Taken from the star name Rigel, from Arabic rijl, meaning 'foot' or 'leg.'
Rigel blazes into language from the Arabic Rijl Jawzā al-Yusrā — "the left foot of the giant" — the name medieval Arab astronomers gave to the brilliant blue supergiant anchoring the lower-right corner of the constellation Orion. It is one of the brightest stars visible from Earth, burning at roughly 120,000 times the luminosity of the Sun, and for centuries it served as a critical navigational beacon for sailors crossing open oceans.

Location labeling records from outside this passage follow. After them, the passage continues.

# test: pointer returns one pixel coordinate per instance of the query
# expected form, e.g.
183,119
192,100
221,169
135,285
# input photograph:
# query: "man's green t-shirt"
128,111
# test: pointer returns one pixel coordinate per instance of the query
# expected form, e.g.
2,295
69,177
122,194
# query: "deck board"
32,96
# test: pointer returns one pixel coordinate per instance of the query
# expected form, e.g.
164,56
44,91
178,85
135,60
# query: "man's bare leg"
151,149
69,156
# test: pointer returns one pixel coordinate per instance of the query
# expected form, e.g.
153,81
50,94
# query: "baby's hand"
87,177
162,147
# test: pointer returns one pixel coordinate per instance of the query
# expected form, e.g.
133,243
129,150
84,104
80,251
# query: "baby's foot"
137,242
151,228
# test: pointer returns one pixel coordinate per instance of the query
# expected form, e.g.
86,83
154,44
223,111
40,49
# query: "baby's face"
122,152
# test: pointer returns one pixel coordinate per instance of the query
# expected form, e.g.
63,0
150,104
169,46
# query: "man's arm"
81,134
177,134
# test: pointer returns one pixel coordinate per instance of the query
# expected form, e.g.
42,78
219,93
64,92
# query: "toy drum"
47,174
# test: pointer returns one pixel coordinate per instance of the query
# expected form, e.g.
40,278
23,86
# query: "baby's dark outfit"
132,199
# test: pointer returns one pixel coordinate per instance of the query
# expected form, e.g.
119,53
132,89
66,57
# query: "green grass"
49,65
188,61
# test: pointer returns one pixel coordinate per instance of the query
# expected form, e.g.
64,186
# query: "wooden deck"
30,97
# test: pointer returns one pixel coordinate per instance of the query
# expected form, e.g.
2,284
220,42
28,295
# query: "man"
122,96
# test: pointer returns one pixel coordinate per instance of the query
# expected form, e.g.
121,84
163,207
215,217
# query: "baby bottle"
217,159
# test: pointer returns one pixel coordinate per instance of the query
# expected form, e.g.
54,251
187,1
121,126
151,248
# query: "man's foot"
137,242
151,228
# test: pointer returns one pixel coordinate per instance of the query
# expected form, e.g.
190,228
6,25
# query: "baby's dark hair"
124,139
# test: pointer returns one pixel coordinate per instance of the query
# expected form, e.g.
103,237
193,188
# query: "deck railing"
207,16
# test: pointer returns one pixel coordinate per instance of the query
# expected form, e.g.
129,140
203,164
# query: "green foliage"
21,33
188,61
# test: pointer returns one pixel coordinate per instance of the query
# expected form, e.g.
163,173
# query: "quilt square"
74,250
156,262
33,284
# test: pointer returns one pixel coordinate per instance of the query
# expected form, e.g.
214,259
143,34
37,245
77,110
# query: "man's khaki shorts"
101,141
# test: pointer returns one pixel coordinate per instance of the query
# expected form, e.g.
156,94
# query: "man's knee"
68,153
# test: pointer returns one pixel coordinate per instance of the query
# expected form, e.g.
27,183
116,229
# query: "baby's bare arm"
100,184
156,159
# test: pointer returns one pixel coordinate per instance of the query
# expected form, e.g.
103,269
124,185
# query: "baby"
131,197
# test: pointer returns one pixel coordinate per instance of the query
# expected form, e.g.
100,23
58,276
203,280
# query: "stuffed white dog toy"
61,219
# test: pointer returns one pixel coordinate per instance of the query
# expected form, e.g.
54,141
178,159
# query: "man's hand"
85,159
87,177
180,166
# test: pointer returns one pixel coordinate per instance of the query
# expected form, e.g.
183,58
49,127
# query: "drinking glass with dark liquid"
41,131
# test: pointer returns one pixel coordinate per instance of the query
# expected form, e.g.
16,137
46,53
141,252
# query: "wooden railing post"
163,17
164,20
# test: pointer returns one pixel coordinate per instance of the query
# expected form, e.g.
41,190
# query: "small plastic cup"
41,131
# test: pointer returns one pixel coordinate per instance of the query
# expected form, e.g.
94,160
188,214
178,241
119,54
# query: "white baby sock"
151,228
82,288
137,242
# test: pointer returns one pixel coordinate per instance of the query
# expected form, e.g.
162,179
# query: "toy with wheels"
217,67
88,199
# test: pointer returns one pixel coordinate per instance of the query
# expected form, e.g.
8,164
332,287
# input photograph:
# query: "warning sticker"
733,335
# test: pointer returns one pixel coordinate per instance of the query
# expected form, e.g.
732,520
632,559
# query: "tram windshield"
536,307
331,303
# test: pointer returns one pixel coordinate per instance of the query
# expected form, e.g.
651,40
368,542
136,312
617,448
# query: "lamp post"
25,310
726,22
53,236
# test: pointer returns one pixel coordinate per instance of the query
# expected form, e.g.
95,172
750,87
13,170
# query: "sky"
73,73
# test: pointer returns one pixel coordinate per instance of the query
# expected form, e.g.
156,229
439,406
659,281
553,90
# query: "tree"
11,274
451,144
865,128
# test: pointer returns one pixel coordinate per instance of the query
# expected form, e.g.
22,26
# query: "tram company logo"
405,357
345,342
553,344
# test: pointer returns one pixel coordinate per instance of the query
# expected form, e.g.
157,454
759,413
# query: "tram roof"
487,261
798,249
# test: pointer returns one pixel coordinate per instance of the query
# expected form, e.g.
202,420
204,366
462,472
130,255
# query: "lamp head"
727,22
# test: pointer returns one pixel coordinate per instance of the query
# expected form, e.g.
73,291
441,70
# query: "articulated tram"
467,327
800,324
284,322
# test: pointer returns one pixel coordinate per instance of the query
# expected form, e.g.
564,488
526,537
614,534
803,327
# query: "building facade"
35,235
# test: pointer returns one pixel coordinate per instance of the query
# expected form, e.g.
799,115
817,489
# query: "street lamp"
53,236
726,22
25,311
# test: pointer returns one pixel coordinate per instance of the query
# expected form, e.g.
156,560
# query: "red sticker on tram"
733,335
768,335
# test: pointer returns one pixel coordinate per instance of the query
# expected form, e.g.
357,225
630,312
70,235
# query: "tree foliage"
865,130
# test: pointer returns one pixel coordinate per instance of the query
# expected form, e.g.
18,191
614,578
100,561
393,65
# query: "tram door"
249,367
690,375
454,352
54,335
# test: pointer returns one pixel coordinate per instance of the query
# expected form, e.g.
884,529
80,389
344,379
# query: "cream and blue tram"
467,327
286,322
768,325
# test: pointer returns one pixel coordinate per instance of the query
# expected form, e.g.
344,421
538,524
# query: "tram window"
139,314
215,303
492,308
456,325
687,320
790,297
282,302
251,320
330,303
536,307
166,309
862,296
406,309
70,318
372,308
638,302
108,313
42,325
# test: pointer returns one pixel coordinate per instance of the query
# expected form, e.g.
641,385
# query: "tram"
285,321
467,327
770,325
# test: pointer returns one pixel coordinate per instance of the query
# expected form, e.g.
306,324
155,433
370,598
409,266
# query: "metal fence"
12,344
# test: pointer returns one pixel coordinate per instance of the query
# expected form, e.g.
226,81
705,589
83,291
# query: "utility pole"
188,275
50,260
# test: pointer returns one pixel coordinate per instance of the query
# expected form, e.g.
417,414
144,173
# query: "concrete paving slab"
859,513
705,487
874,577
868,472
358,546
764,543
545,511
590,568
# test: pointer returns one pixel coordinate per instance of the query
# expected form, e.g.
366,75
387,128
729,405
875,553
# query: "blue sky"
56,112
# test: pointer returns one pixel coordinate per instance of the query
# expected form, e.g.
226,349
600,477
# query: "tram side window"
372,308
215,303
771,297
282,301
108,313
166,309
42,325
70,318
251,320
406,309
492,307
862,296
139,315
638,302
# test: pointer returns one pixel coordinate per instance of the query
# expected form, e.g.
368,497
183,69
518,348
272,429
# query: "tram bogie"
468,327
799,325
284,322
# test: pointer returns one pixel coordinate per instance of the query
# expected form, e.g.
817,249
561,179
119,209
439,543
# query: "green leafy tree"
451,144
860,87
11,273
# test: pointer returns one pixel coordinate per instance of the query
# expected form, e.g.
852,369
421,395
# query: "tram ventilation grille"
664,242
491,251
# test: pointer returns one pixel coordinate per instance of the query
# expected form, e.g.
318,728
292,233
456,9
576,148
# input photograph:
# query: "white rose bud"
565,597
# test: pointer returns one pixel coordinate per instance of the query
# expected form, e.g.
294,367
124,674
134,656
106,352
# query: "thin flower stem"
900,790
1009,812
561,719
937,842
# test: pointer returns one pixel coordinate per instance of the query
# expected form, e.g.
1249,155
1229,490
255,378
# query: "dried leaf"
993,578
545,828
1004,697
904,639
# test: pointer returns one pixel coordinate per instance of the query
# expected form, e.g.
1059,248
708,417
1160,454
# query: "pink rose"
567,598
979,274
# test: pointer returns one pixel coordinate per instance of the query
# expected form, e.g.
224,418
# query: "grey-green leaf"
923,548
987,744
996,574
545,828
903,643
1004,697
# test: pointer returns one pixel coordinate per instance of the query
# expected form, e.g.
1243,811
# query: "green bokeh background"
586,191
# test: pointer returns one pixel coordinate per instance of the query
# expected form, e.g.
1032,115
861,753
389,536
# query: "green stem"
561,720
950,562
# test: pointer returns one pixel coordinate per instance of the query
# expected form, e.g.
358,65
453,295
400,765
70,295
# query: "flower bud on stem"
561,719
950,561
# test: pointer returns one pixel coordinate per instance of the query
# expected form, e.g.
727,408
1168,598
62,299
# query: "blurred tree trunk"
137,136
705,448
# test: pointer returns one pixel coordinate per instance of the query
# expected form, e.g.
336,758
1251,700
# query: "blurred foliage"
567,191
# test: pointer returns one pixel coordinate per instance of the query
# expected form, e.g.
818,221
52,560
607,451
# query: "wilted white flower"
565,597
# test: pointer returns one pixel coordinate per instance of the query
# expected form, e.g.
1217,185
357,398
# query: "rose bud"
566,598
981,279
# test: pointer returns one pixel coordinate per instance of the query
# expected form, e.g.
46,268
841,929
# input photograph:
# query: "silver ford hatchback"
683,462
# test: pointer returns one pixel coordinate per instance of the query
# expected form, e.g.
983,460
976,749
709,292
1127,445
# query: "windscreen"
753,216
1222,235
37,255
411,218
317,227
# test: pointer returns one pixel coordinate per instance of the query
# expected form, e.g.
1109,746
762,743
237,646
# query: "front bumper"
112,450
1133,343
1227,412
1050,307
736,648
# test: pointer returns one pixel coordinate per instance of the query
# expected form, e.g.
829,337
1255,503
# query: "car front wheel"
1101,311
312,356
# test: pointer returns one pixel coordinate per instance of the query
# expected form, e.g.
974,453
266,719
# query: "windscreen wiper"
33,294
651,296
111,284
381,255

The word rijl simply means "foot" in Arabic, a reminder that medieval Islamic scholars were the custodians of astronomical knowledge during Europe's dark ages, and their nomenclature still governs the sky today. As a given name, Rigel sits at the crossroads of two powerful currents in modern naming: the ancient tradition of stellar names (Orion, Nova, Lyra) and the appetite for short, strong names with a hard consonant at the close. It has been used sparingly but memorably in speculative fiction — Star Trek, Doctor Who, and a handful of novels use Rigel as a shorthand for the exotic and the cosmic — cementing its futuristic resonance without tipping into whimsy.
Rigel remains genuinely rare on birth registers, which gives parents choosing it a name that is immediately recognizable as a word yet unlikely to be shared with a classmate. It works equally well across genders and carries an implicit promise: like the star itself, the bearer is expected to be luminous, enduring, and a little bit larger than ordinary life.